Merrill and C3 (also known as Creativity Challenge Community) also share a campus with Cory Elementary School along East Florida Avenue a few blocks west of South Colorado Boulevard.

The C3/Merrill building was awarded $2.8 million in bond funds to make high-priority physical improvements. A team of 12 parents, teachers and principals from both C3 and Merrill volunteered to figure out how to spend the money.

According to Denver Public Schools, the funds go directly toward the shared space for both schools and does not prioritize one school over the other.

The agreed upon improvements include new asphalt on the playground, a remodel of the gym to include space for spectators, new fixtures and finishes in the restrooms and a remodel of the front entrance to the building.

“The majority of the money that we got is being spent on office renovations,” Merrill teacher Aly Nutter told FOX31.

The front office renovations have an estimated $905,000 price tag. According to DPS, the construction estimate for the office renovations falls in line with costs from other school renovation projects.

The change will allow the building to have one centralized entry for both schools. Right now, each school has a separate entrance. The new configuration will include double doors and vestibules known as “man traps” which provides enhanced security.

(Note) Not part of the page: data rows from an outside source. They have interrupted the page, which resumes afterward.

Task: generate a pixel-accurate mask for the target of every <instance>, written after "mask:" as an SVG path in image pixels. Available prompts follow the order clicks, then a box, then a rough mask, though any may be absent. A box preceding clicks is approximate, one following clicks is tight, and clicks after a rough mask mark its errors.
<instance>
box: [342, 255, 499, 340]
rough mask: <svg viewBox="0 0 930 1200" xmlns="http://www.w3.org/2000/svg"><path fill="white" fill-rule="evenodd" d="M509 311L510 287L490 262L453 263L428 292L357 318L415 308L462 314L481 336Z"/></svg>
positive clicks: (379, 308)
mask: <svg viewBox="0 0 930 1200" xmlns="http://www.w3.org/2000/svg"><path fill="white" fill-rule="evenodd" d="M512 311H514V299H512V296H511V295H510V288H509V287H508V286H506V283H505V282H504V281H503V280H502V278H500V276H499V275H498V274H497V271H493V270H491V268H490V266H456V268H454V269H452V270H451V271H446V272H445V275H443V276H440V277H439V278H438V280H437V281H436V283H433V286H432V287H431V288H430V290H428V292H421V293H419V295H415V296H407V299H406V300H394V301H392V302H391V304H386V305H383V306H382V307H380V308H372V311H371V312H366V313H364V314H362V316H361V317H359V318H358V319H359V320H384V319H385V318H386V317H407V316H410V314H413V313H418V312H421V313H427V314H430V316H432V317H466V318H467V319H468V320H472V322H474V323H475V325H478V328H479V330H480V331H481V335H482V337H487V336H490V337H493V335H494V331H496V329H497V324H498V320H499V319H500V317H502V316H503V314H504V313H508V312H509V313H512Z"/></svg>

Nutter believes the money should be spent elsewhere, on improvements that would directly impact students.

“We would love to have a heating system that doesn’t blow cold air in the winter when it’s cold out. And also, we don’t have air conditioning and it gets really hot,” she said.

According to DPS, the bond money cannot be used for air conditioning.

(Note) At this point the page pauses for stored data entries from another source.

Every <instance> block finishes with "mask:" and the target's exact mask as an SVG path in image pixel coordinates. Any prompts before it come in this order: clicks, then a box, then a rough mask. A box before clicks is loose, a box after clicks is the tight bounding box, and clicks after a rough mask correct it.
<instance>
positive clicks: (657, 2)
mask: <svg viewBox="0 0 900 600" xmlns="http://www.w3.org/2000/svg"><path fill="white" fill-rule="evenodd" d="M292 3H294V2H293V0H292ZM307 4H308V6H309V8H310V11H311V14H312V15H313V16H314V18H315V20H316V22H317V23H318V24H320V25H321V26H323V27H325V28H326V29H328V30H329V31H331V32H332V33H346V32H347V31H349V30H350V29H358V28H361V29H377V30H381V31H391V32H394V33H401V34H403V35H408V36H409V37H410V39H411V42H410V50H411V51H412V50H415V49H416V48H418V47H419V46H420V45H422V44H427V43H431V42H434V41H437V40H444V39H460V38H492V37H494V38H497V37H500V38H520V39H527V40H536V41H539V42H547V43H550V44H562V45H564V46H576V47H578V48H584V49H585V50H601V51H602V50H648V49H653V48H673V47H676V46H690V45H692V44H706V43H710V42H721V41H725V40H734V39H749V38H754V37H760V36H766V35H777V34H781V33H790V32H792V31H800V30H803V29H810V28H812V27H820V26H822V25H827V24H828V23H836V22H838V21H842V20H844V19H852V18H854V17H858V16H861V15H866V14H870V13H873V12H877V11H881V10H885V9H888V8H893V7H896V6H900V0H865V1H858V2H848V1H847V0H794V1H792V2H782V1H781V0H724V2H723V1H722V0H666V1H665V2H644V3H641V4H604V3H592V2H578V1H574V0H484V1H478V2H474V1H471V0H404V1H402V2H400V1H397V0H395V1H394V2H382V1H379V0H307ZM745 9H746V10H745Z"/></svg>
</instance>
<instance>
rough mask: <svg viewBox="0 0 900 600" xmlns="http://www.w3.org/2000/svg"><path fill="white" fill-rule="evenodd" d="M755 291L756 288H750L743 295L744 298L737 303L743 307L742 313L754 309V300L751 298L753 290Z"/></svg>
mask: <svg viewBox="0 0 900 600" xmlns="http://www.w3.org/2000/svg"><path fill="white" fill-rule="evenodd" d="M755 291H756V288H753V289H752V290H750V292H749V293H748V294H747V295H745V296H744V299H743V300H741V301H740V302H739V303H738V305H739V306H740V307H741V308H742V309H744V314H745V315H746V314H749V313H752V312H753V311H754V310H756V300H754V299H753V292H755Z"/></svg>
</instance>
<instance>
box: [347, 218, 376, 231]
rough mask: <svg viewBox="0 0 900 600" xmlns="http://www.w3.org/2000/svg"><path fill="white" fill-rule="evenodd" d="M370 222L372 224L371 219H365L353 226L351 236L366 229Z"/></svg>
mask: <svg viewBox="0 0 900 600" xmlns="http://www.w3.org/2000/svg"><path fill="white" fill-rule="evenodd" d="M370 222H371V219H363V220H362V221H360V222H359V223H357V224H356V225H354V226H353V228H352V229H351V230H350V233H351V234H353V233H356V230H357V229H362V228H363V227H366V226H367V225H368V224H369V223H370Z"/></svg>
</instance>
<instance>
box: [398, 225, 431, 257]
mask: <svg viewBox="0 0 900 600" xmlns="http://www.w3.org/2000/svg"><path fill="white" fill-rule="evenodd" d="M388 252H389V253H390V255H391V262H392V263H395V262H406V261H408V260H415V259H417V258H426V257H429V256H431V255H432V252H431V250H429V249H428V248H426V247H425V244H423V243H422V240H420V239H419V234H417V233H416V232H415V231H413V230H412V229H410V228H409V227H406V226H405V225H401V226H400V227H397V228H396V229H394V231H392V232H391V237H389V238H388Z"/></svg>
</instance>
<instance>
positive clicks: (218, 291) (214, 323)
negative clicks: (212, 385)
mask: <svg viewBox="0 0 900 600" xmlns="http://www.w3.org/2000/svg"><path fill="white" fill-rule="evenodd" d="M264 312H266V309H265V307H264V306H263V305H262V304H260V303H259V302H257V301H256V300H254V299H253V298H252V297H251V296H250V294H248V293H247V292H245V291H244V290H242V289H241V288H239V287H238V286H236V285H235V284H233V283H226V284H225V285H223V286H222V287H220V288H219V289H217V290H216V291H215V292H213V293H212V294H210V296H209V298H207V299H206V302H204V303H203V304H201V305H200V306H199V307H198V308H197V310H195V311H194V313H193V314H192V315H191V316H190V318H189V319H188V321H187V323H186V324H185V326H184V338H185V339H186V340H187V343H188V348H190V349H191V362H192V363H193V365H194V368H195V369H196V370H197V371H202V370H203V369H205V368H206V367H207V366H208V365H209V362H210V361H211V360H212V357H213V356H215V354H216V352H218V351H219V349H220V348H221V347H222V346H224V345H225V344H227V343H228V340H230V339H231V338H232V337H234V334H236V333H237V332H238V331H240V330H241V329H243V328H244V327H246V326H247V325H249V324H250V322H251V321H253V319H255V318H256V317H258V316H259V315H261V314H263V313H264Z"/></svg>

In a written response to a Merrill parent’s questions about the allocations, DPS wrote, “Focused Investment funds, as directed by the Community Planning and Advisory Committee (CPAC), comprised of 75 volunteer community members from across the city, who determined the 2016 Bond initiatives to pursue, can only be used for physical improvements to the building. Air conditioning is explicitly called out as an investment that cannot use Focused Investments.”

Some parents disagree with the district's decision.

“To me, if we’re talking about what’s best for the students and what’s best for this learning environment, I don’t understand why we’re not addressing these issues and instead building and renovating office space,” parent Hazel Gibson said.

While the bond funding has become a controversial topic for a handful of Merrill parents, parents of C3 students say they are pleased with the way the money is being spent.

“I felt like it was a really great process,” said Kim Dolan, a parent who was part of the 12-person board responsible for allocating the funds. “Each school got a little bit of what they wanted and there were also some shared priorities.”

Parents from both schools agree there is still room for improvement regarding the infrastructure on campus. They shared their thoughts at a meeting Thursday night to begin developing a master plan for the Cory/C3/Merrill campus.

Wish list items included air conditioning, a new gymnasium, better use of and more access to outdoor spaces, and more work spaces for students within the buildings.

A design team of volunteers will begin to develop a master plan for the campus beginning in May.

DPS says it plans to ask voters to approve a bond in November 2020 to pay for additional capital improvements at schools district-wide, including the Merrill/C3 building.